Pero una de ellas, la Roca Sgodiana, resistía todos los embates por su altura y aparente inexpugnabilidad y, sobre todo, por el valor de sus defensores, quienes rechazaron todas las exhortaciones de Alejandro a rendirse diciendo: “Lo haremos cuando tus soldados aprendan a volar”.
La historia dice que esta afrenta enfureció al macedonio quien formó un aguerrido comando de escaladores que en una noche treparon una pared de 150 metros y sorprendieron a la guarnición durmiendo. Horrorizados, los sogdianos habrían dicho: “En verdad, pueden volar…” Y se entregaron.
Aquel fue el último intento de los afganos de resistirse a las armas. Eligieron ceder a la diplomacia y ofrecieron a Alejandro a cierta princesa Roxana para sellar la amistad con un pacto de sangre. El discípulo de Aristóteles vio en el tema una buena idea y alentó a sus generales a tomar esposas entre las mujeres del lugar quienes, según los historiadores más ilustrados, eran muy hermosas.
Pero a Alejandro, y sobre todo a sus generales, también les llegó el turno de irse.
ISLAMICOS Y MOGOLES – El periodo en que el Islam inauguró su reino en Afganistán tuvo una época de paz y de expansión cultural, pero también de regresiones provocadas por las tribus más retrógradas, como la de los denominados “príncipes guríes” que asaltaron el poder y precipitaron al país en la oscuridad fundamentalista.
Sobre este terreno inestable cayeron dos invasiones mogoles, la de Gengis Khan (siglo XIII) y Tamerlán (siglo XIV), que arrasó con muchos de los productos de la cultura islámica, entre ellos, el admirable sistema de regadío para la agricultura.
IDAS Y VUELTAS – Ya vimos cómo la “asesoría” militar del Kremlin a los socialistas afganos fue tan ruinosa como la que prestara el Pentágono a los rebeldes muyahidines. En 1989 el último ruso dejó el país tras los acuerdos de Ginebra y de inmediato los rebeldes se instalaron en el Gobierno de Kabul.
Washington no tardó en comprender que había alimentado el huevo de la serpiente y que crecía allí el germen del terrorismo.
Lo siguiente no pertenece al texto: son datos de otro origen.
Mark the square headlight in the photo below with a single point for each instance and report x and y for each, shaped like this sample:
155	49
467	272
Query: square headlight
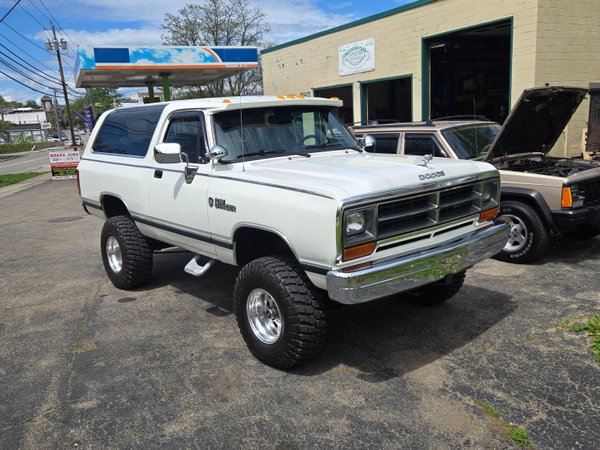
356	223
359	226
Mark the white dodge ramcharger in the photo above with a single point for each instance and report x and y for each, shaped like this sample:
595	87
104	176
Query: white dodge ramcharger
278	187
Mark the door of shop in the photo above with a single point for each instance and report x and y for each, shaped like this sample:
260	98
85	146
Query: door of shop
469	73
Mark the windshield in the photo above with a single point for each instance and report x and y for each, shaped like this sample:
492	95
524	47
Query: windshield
471	141
280	131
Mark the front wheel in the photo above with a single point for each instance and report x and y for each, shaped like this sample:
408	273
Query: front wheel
528	238
126	253
279	313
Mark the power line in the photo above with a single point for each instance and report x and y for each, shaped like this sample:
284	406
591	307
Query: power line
39	74
22	84
31	66
10	66
35	59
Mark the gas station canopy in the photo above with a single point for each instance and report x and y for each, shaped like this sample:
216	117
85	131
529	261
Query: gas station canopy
116	67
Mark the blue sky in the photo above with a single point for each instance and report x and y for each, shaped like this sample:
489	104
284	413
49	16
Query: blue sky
136	22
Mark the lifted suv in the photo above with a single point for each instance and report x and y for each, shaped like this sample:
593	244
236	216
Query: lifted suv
278	187
540	194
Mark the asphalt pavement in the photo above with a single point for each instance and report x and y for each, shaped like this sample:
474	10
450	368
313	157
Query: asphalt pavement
83	364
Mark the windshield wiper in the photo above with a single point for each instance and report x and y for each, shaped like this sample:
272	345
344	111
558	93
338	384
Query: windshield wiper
260	153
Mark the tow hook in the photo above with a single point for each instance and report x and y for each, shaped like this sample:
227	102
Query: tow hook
195	269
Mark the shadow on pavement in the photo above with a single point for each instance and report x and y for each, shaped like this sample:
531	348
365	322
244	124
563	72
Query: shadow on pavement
382	339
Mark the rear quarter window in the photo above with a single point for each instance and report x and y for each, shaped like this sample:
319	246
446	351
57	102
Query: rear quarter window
128	131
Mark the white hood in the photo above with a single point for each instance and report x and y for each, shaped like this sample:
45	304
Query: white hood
341	175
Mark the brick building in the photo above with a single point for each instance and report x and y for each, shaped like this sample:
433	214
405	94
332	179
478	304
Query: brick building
435	58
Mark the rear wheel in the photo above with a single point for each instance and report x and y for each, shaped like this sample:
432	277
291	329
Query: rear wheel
280	314
528	237
126	253
440	291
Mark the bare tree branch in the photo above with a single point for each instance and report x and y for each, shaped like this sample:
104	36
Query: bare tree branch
218	23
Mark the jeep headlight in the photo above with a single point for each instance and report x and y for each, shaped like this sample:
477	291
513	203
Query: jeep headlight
572	196
359	226
490	194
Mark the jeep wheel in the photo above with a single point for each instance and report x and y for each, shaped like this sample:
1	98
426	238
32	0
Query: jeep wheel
126	253
528	238
279	313
440	291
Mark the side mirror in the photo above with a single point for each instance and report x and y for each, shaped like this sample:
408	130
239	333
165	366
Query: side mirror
167	153
217	153
368	143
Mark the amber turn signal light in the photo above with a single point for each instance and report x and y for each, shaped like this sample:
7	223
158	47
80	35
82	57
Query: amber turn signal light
488	215
566	200
358	251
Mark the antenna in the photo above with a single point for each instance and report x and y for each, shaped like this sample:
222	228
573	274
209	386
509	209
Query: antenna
475	128
241	119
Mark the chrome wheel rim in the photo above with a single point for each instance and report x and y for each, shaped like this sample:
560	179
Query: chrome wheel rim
517	237
113	254
264	316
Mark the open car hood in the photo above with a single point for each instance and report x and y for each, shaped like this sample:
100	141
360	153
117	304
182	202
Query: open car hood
536	121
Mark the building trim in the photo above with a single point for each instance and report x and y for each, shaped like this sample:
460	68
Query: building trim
425	75
346	26
335	86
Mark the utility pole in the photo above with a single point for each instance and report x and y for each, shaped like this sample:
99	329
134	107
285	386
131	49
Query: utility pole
55	44
56	116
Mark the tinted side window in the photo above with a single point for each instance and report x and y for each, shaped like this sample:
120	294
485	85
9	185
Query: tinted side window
188	132
128	131
421	144
386	143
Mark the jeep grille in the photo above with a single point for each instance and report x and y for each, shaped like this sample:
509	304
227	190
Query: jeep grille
591	192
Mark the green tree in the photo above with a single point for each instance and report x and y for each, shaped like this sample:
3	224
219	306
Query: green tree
4	127
218	23
100	99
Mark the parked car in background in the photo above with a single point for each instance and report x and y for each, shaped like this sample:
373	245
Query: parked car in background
541	194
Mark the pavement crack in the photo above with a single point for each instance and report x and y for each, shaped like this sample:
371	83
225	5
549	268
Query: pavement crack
77	344
25	422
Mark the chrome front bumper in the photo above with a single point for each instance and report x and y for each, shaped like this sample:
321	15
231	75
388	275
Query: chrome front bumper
411	271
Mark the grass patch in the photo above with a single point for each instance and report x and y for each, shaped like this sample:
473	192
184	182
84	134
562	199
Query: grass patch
519	436
13	178
592	328
489	409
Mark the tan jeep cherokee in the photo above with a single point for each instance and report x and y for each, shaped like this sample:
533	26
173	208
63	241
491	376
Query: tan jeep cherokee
540	194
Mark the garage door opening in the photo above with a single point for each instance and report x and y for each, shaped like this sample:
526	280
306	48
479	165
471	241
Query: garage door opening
470	72
388	100
344	93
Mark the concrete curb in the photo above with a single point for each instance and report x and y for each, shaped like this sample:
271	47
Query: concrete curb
18	187
10	155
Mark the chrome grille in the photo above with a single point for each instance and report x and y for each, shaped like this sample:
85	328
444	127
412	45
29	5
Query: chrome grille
421	211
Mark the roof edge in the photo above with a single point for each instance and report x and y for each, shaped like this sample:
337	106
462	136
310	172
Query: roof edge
381	15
En 1993 las torres del World Trade Center temblaron bajo un fallido primer atentado, error que los fundamentalistas no repetirían cuando en 2001, aviones de línea usados como misiles hicieron despertar al mundo a la nueva era del terror.
Semanas después los primeros contingentes norteamericanos pusieron pie en las antiguas tierras de Ciro y Tamerlán con el objetivo de borrar del mapa a los muyahidines que habían ayudado a crear. Tardaron veinte años y no lo lograron. Como en Saigón en 1973, vimos en estos días escenas similares, con aviones despegando apresuradamente y gente intentando abordarlos.
La historia de idas y vueltas se repite hasta el infinito. Como le dijera un jefe tribal victorioso a un marine de EE.UU. que lo había apoyado en la batalla: “Afganistán es incomprensible para el extranjero. Tú puedes ser mi amigo esta mañana, pero por la tarde, bien podrías ser mi enemigo. Pero no te preocupes. Por hoy, eres mi amigo”.